Wednesday, 13 January 2010

Hark, The Kindle Choir!

Monday's Age contains an article by Helen Elliott, "Kindle: A World of Literature in your Hand" (here), in which she spruiks Amazon's Kindle. As Staul62 of Melbourne comments:

Another day, another glowing Kindle 'review'. How big is the cheque from Amazon? As Bemused rightly points out, there are many e-readers out there, some produced by Australian companies, some that didn't lock us out for years and even perhaps some that don't have restrictive digital rights management and the right to come in and delete your books at will.

(I'd add that some even have colour screens, or will, according to some iSlate rumours.)

And if I read another I-can-have-a-library-in-my-handbag-what-do-I-need-all-my-old-books-for-anymore article I'll yawn myself to death. As for this, from Ms Elliott:

I don't have sentimentality for my books. Books are about ideas and what was in them is now in my head.

What a lot of tosh. Books may be "about" ideas—they may help communicate ideas—but they are physical objects and can only get in your head if they are launched into it with a canon!

And to understand and appreciate the physicality of books is not mere sentimentality, it is a recognition that "the medium is the message" as Marshall McLuhan said in 1964!

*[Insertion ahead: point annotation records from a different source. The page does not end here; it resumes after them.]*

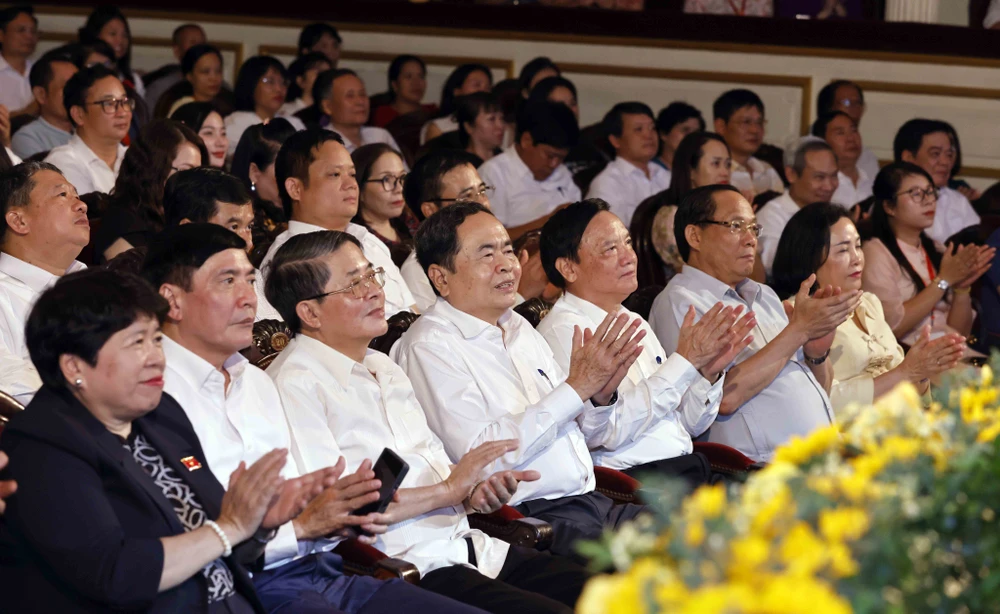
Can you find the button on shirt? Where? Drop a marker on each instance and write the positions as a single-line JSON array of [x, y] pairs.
[[397, 294], [519, 198], [336, 406], [623, 186], [664, 391], [241, 424], [794, 403], [81, 166], [20, 285]]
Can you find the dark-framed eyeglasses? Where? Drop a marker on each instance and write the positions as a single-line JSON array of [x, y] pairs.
[[359, 287]]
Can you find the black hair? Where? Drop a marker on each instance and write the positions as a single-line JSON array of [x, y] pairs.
[[295, 156], [732, 101], [298, 272], [548, 123], [697, 206], [614, 120], [193, 194], [80, 313], [437, 237], [562, 233], [804, 246], [249, 76], [176, 253]]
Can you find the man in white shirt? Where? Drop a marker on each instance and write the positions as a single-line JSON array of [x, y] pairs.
[[529, 179], [587, 251], [315, 177], [631, 177], [811, 168], [343, 398], [841, 132], [44, 229], [739, 119], [929, 144], [18, 38], [101, 113], [52, 128], [482, 373], [203, 272]]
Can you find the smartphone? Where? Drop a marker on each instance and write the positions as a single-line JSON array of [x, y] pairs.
[[390, 469]]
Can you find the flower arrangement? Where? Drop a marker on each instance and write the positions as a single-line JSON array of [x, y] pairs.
[[891, 511]]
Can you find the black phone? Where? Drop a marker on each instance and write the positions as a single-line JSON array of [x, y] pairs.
[[390, 469]]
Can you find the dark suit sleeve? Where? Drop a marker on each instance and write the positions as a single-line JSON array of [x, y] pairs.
[[62, 511]]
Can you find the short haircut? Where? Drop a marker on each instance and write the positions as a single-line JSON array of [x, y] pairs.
[[294, 158], [423, 183], [193, 194], [297, 271], [178, 252], [78, 87], [732, 101], [911, 135], [437, 237], [696, 207], [548, 123], [562, 233], [614, 120], [16, 184], [80, 313], [827, 97]]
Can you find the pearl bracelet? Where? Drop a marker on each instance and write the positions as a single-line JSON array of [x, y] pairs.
[[226, 544]]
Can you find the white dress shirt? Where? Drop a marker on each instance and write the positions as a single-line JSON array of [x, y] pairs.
[[623, 185], [336, 406], [81, 166], [518, 197], [954, 213], [237, 425], [20, 286], [667, 391], [397, 294]]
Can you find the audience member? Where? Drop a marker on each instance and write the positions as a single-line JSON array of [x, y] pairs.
[[587, 251], [674, 122], [53, 127], [316, 181], [739, 118], [777, 388], [482, 373], [811, 168], [530, 179], [101, 112], [122, 455], [44, 229], [203, 272], [867, 361], [209, 125], [341, 396], [18, 39], [631, 177], [918, 280], [259, 94], [135, 209], [840, 131]]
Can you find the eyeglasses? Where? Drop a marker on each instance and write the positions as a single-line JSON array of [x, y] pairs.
[[110, 106], [737, 227], [359, 287], [919, 196], [389, 182]]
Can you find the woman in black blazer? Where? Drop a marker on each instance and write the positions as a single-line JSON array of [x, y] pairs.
[[114, 499]]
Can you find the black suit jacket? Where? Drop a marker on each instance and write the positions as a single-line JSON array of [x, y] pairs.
[[82, 532]]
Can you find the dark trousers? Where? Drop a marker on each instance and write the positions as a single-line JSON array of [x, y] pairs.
[[529, 582], [579, 517], [317, 584]]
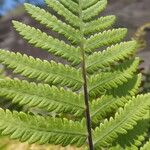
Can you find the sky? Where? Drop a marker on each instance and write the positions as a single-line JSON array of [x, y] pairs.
[[7, 5]]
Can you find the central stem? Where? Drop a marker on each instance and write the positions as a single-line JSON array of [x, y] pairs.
[[84, 73]]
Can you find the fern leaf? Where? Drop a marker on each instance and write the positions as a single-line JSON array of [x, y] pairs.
[[110, 56], [99, 25], [108, 80], [135, 137], [53, 22], [55, 46], [63, 11], [88, 3], [42, 130], [71, 5], [125, 119], [105, 38], [127, 88], [94, 10], [48, 72], [146, 146], [42, 96], [104, 106]]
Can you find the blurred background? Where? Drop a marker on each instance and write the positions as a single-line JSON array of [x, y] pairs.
[[132, 14]]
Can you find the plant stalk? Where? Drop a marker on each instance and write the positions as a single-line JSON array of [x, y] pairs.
[[85, 86]]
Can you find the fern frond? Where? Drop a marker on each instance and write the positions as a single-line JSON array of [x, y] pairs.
[[49, 72], [127, 88], [71, 5], [146, 146], [124, 120], [42, 96], [108, 80], [94, 10], [105, 38], [63, 11], [48, 43], [135, 137], [88, 3], [53, 22], [42, 130], [104, 106], [110, 56], [99, 25]]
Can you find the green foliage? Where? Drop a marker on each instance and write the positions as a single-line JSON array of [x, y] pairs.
[[56, 91]]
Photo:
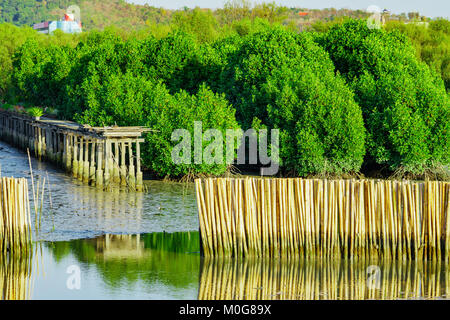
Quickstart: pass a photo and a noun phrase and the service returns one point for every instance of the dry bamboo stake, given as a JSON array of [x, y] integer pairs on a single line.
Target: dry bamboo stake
[[296, 217]]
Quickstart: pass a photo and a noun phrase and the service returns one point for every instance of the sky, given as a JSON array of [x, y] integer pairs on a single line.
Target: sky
[[430, 8]]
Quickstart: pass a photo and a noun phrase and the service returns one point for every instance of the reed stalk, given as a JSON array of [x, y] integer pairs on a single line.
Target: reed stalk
[[292, 218]]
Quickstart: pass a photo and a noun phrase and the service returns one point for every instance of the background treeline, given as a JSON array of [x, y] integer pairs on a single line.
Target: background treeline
[[98, 14], [345, 99]]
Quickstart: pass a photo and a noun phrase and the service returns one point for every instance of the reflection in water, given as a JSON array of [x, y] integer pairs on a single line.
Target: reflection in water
[[15, 276], [319, 280], [78, 211], [122, 260], [169, 266]]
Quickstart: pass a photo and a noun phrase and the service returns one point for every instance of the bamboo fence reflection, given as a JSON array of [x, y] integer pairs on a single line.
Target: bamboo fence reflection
[[16, 276], [328, 218], [318, 279], [15, 221]]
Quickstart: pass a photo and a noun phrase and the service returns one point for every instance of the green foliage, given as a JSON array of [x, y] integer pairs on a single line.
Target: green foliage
[[35, 112], [250, 71], [404, 103], [432, 44], [288, 82]]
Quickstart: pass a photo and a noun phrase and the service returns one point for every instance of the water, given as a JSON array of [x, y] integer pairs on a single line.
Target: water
[[74, 210], [169, 266], [145, 246]]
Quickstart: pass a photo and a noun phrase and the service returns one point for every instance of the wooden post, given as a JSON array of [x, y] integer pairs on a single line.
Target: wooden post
[[92, 164], [80, 160], [86, 162], [68, 140], [107, 162], [75, 156], [99, 180], [123, 166], [139, 179], [59, 148], [116, 174], [131, 174]]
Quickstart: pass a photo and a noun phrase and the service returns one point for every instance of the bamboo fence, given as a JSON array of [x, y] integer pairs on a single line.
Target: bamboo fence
[[15, 221], [256, 217], [322, 279], [16, 281]]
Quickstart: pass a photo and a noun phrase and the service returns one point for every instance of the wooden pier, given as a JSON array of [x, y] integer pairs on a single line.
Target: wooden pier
[[100, 156]]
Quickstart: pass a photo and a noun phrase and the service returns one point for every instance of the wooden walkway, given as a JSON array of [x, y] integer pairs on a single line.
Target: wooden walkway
[[100, 156]]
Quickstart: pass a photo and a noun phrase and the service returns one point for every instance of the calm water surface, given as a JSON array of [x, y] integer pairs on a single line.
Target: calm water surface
[[144, 246]]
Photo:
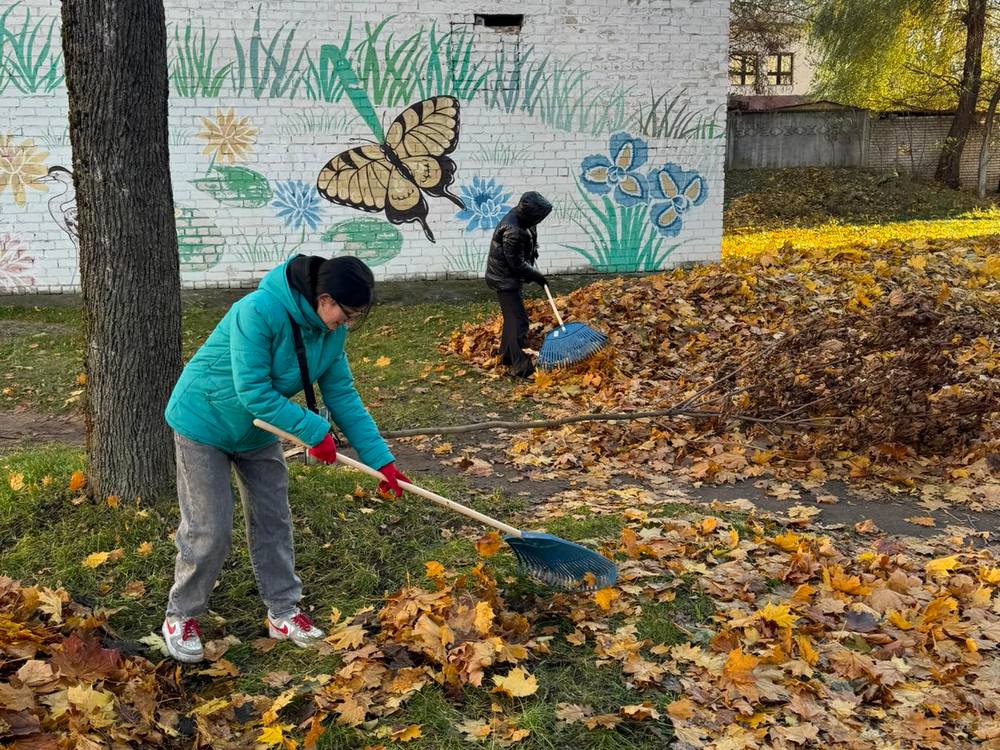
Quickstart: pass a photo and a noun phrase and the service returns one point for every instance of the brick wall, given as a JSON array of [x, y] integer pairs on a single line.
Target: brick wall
[[541, 108]]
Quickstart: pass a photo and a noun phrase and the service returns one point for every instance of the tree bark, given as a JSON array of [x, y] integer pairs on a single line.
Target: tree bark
[[984, 148], [116, 76], [949, 165]]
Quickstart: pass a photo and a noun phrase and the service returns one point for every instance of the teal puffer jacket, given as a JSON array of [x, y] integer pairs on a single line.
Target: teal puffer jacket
[[247, 368]]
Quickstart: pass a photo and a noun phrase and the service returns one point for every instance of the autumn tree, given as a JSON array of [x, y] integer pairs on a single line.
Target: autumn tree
[[908, 54], [116, 76]]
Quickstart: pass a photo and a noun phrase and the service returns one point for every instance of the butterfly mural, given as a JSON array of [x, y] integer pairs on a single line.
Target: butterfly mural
[[393, 176]]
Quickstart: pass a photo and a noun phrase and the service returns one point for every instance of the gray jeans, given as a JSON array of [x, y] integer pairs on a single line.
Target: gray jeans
[[205, 534]]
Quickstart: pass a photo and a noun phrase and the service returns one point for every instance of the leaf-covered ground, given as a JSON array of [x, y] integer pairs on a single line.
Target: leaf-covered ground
[[813, 642], [876, 364], [849, 358]]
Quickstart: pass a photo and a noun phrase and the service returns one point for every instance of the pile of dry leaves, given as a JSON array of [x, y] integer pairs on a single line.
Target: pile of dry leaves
[[61, 688], [893, 645], [862, 363]]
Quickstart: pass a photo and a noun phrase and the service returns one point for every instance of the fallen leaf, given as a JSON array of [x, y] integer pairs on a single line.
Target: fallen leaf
[[77, 481], [407, 734], [517, 683], [95, 559]]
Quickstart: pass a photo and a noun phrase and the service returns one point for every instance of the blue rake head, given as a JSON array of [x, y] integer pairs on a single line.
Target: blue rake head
[[569, 344], [560, 563]]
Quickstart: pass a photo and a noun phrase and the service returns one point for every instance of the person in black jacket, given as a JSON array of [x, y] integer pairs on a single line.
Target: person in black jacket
[[513, 252]]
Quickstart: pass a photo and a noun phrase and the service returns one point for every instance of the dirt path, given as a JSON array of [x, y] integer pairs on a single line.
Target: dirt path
[[19, 429]]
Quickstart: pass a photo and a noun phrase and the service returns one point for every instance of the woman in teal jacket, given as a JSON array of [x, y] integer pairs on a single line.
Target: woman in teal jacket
[[248, 368]]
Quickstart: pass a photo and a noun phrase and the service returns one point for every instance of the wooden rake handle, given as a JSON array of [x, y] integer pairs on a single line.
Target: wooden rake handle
[[554, 308], [444, 502]]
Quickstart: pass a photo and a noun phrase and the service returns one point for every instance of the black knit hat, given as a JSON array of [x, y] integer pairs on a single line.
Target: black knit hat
[[348, 280]]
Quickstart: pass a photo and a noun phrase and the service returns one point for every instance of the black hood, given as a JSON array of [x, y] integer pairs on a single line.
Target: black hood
[[302, 272], [532, 208]]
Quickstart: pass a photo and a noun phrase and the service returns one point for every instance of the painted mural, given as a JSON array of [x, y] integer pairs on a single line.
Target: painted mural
[[411, 159], [241, 210]]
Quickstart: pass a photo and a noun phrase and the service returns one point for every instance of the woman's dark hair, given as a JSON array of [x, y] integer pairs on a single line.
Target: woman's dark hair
[[351, 283]]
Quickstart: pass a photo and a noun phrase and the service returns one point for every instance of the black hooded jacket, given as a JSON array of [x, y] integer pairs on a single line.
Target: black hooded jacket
[[514, 247]]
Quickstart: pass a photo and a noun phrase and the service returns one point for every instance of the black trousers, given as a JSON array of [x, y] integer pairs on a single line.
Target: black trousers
[[515, 333]]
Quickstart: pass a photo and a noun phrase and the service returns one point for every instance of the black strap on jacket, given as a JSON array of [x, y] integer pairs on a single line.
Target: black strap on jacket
[[300, 352]]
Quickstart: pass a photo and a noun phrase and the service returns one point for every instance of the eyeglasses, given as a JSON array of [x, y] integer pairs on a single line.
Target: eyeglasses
[[353, 315]]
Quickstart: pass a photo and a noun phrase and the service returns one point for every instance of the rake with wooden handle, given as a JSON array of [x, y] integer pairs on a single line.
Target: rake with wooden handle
[[548, 558], [569, 343]]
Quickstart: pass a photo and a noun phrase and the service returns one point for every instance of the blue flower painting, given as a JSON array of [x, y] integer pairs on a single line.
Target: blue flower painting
[[619, 173], [672, 191], [485, 204], [297, 203]]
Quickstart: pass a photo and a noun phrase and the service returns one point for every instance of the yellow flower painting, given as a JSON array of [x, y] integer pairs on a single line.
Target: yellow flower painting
[[21, 164], [227, 138]]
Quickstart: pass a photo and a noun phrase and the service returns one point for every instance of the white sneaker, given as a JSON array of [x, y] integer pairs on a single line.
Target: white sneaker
[[183, 638], [296, 627]]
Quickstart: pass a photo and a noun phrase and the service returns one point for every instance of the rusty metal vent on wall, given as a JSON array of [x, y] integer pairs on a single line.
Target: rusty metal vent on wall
[[504, 23]]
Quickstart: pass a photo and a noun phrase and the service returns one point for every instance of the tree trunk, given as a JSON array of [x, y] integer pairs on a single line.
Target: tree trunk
[[116, 76], [950, 162], [984, 148]]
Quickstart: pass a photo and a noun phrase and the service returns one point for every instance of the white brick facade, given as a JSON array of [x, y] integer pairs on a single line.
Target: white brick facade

I have a very large library of etexts (because etexts are very useful) and will probably get a reader in the near future (because they are quite convenient), but don't expect to see a pile of "Free Books" outside my office any time soon.

Because, contrary to the claims of Amazon and members of the Kindle-spruiking-choir such as Helen Elliott, an etext is not a substitute for a book any more than an electronic version of a journal is a replacement of a journal (as I have explained before).